The future era of information derived from the kidney biopsy is moving towards precision and personalized medicine. Molecular information has led to targeted chemotherapy in the field of oncology, as it moves beyond diagnosis by also predicting response to treatment. The fields of nephrology and nephropathology are moving beyond light microscopy and immunofluorescence into areas like proteomics (study of individual proteins), which has already transformed our understanding of diseases that were formerly lumped into the bucket of “renal amyloid.” Using glomerular laser-capture microdissection and subsequent mass spectrometry on the samples has allowed us to identify the protein precursors of amyloid such as transthyretin, apolipoprotein A1, or beta-2 microglobulin.

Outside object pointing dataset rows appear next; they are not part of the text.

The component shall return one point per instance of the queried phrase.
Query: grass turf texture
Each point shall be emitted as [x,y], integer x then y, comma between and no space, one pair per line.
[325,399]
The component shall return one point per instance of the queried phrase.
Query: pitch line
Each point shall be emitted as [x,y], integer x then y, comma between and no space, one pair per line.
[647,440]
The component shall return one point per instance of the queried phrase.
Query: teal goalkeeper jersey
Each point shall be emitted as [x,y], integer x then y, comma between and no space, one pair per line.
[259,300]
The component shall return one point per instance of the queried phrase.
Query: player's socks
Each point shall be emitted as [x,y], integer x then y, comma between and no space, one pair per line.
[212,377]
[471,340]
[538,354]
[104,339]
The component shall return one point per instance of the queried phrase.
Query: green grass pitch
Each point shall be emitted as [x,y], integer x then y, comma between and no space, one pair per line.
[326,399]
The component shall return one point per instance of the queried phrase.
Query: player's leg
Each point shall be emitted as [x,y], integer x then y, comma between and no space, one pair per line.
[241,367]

Similarly, extraction of tissue from biopsy samples can provide insight into the molecular mechanisms that lead to their pathogenesis. This has already been performed in diabetic nephropathy using gene microarray to determine overexpressed genes in diabetic nephropathy compared to healthy individuals (Baelde et al. 2004). Another exciting endeavor that will aid our understanding of diseases is the Precision Medicine Project, which was launched by the National Institute of Diabetes and Digestive and Kidney Diseases (NIDDK). Using human kidney biopsy specimens from participants, the initiative aims to create a kidney tissue atlas using single cell RNA sequencing to define and identify cells, pathways, and targets for specific diseases. The future of kidney biopsy interpretation looks bright and will incorporate morphology, immunopathology, serology, genetics, and molecular information. Using these new technologies, the information from the kidney biopsy will provide the clinical information needed to optimize disease-specific treatment on an individualized basis.